Written by Matt Fraction
Art by Mike Allred
Colors by Laura Allred
Reviewed by Steve Seigh
Tensions are running high inside the walls of the Baxter Building where the newly formed Future Foundation is scrambling to figure out what to do about their latest dilemma. Reed, Sue, and Ben are still lost somewhere in space and time, and a mysterious “Future” Johnny Storm is clouding everyone’s heads with the worst of thoughts about the fate of Marvel’s First Family. What are the FF to do knowing that it could take years (maybe even forever) for their family to return home?
In my opinion, FF#4 is a significantly big issue, both in a sense of covering a fair amount of plot related ground as well as well as treating long time fans of the Fantastic Four to a few throwbacks. I personally squealed with joy at the sight of She-Hulk laying a little bit of the old chin music on Miracle Man (one of the very first villains to match wits with the Fantastic Four) inside of her court room photo. But, surprisingly, what this issue is more about is the notion of trust, and whether or not this new team really has any. Did everyone make the best choices when appointing Ant-Man, She-Hulk, Medusa, and Miss Thing to the team? Should they have really been put in charge of all of those gifted children? These are just a few things you’ll need to ask yourself as you make your way through the pages of this comic.

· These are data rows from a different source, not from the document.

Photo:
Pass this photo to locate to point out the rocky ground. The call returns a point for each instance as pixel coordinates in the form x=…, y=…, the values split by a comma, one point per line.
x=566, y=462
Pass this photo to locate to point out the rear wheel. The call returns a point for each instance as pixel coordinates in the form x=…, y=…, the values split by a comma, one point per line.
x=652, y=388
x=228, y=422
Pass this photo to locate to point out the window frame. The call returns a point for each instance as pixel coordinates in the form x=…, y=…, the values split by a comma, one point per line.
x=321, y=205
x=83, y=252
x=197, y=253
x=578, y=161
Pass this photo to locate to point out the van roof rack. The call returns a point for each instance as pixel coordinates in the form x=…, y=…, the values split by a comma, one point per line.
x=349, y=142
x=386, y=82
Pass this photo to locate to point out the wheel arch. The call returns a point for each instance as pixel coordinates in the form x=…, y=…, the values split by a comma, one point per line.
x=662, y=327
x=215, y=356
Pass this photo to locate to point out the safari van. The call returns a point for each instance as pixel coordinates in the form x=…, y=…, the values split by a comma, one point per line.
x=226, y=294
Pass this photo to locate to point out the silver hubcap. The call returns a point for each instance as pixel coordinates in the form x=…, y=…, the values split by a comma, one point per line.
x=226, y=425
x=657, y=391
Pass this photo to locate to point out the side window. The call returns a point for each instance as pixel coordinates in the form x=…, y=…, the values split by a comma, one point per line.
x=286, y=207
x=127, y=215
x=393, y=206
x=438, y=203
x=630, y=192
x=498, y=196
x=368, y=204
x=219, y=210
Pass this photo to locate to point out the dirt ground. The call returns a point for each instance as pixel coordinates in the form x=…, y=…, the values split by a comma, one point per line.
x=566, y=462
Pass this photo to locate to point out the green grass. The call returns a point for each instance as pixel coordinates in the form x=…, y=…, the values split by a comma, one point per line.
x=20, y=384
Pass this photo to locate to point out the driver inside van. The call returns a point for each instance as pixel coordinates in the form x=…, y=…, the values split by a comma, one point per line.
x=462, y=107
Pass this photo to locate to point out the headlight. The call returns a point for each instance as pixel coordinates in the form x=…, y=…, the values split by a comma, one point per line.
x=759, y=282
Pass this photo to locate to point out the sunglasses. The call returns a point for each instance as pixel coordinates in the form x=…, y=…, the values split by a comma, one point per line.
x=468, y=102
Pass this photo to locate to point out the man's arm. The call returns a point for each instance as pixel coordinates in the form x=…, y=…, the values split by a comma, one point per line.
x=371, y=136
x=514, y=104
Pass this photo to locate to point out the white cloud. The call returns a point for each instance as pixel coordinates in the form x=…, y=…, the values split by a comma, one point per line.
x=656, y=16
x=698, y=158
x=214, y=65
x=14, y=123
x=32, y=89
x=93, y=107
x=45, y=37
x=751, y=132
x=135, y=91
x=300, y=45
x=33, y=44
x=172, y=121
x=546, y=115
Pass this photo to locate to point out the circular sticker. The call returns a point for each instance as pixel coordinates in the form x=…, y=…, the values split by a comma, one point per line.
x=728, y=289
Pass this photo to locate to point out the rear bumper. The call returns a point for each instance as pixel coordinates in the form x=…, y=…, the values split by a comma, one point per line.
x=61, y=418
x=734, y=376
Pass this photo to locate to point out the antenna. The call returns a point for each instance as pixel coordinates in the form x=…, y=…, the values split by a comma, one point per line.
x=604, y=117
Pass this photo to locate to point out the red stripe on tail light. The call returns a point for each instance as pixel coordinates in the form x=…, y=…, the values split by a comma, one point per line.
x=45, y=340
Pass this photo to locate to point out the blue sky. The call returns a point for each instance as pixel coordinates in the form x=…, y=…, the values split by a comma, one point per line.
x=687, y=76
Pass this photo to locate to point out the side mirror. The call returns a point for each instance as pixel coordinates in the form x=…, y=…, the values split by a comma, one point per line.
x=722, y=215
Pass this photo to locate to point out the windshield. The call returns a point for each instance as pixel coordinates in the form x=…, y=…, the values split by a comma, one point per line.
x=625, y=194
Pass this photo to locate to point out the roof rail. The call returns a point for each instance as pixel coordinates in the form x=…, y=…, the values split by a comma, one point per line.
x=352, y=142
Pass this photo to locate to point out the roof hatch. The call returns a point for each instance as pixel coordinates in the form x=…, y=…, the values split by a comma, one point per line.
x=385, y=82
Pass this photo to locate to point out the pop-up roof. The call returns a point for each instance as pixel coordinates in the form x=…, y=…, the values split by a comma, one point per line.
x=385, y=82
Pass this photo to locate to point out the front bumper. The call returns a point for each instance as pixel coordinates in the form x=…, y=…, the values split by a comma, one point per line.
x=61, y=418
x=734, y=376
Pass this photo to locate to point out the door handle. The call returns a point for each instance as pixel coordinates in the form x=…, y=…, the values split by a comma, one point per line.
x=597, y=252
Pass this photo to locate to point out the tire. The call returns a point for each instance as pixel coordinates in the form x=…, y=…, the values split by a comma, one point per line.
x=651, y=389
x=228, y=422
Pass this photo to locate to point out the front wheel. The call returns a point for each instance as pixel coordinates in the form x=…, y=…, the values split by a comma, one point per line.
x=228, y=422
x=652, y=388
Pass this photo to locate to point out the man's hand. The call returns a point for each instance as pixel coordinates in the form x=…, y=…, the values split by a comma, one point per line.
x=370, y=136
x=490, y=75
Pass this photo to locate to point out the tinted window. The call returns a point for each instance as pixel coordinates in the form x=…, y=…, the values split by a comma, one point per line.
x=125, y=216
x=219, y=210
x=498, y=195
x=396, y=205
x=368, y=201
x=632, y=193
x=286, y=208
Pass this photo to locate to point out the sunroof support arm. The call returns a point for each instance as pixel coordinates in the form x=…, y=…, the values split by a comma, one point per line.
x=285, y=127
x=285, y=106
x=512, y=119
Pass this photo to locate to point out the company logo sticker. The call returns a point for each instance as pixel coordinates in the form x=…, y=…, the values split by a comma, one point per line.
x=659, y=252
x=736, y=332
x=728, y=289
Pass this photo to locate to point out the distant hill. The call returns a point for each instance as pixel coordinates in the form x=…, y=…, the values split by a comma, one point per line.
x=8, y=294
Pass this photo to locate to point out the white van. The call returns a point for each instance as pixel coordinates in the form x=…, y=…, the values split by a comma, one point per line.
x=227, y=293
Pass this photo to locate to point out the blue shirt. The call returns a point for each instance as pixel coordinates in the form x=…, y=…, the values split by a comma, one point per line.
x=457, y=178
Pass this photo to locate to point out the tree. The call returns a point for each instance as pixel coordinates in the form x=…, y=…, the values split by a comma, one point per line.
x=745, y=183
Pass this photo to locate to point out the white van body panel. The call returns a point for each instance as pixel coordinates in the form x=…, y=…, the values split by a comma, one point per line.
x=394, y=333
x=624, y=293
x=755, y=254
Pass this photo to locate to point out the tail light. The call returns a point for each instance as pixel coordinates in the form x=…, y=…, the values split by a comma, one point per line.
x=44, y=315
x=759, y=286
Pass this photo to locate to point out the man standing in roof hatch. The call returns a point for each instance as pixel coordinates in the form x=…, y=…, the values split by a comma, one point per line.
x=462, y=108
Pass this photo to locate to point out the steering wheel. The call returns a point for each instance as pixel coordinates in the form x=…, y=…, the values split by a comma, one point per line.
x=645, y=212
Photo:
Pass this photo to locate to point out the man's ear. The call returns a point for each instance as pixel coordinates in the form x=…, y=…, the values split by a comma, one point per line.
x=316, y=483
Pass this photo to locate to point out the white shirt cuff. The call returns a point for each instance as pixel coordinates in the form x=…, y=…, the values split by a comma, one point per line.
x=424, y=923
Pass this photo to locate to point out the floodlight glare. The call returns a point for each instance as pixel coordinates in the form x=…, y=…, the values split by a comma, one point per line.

The writing on FF #4 continues to be a sure example that Matt Fraction has done his homework before attempting to command this powerful and often hilarious series. His blending of humor mixed with cryptic emotional beats is just one of the reasons I keep coming back for more. It doesn’t matter if we’re following a rather ravishing She-Hulk on her “Not a Date” with Wyatt Wingfoot or discovering that not everyone can be trusted, FF#4 stays on target from beginning to end. The art of Mike and Laura Allred is also something to behold. Some readers have said that they do not care for the pop art style of the book, but I call hogwash on that bit of noise. The Allred’s style is fun and hypnotic. The quirky line work is in perfect concert with the vibrant nature of the colors, and heaven help you if they’re going to use either confetti or even snow. It’s just gorgeous.
Look, I love FF. It’s my favorite book on the shelves (coupled with Fantastic Four) each and every month and I could not be happier with the playful and intelligent direction the House of Fraction and Allred has build for us. The series maintains all of the elements from Hickman’s run that established it as a powerhouse of entertainment, but now it has an added element, and extra flair that makes it shiny and new. I can’t think of a better way of spending your $2.99.
Of course you should buy it. I champion FF and Fantastic Four for a very good reason, they’re my favorite Marvel property ever. But more than that, and a better reason to pick this book up, is because it upholds the core values of what comic books are supposed to be: Fun, with a little bit of danger and whole hell of a lot of personality. Try and find a book that does it better. I dare you.
* This review was written while still listening (I can’t seem to get enough) to the album Kitsune by the band Marriages.